United States v. Lanza, 260 U.S. 377; 43 S. Ct. 141; 7 L. Ed. 314 (1922)

United States v. Lanza, 260 U.S. 377; 43 S. Ct. 141; 7 L. Ed. 314 (1922)

Facts—The state of Washington passed a prohibition law before the passage of the National Prohibition Act. Lanza was charged in the federal court of Washington and in the supreme court of Whatcom County, Washington, for the violation of each of the respective acts. He was accused of making, selling, and transporting liquor and of having a still and material for the manufacture of liquor. He brought suit in the federal court to dismiss the suit of the United States on the grounds that he was placed in double jeopardy.

Question—Can the United States punish someone for an act for which the state has already punished him?


ReasonsC.J. Taft (9–0). We have two sovereignties, deriving power from different sources, capable of dealing with the same subject matter within the same territory. Each may, without interference from the other, enact laws determining what shall be an offense against its peace and dignity. In doing this, each is exercising its own sovereignty, not that of the other.
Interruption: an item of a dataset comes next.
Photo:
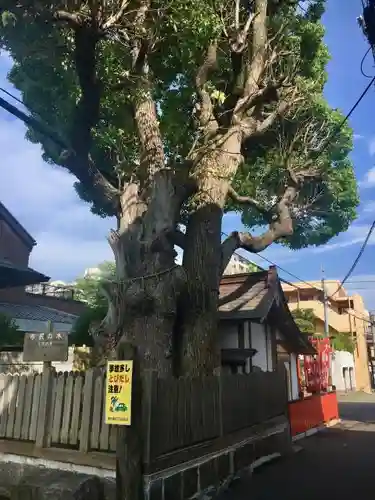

It follows that an act denounced as a crime by both national and state sovereignties is an offense against the peace and dignity of both and may be punished by each. The Fifth Amendment applies only to proceedings of the federal government, and the double jeopardy covered therein forbids a second prosecution under the authority of the federal government after a first trial for the same offense under the same authority. Here the same act was an offense against the state of Washington because of a violation of its laws and also an offense against the United States under the National Prohibition Act. The defendant thus committed two different offenses by the same act and a conviction by a court of Washington together with conviction in the federal court was not double jeopardy.

Note—Although often criticized, Lanza is still good law and reaffirmed in Abbate v. United States, 359 U.S. 187 (1959) and Bartkus v. Illinois, 359 U.S. 121 (1959), which maintains the “double-prosecution-is-not-double-jeopardy” rule. Again in Heath v. Alabama, 474 U.S. 82 (1985), the Court reinforced it.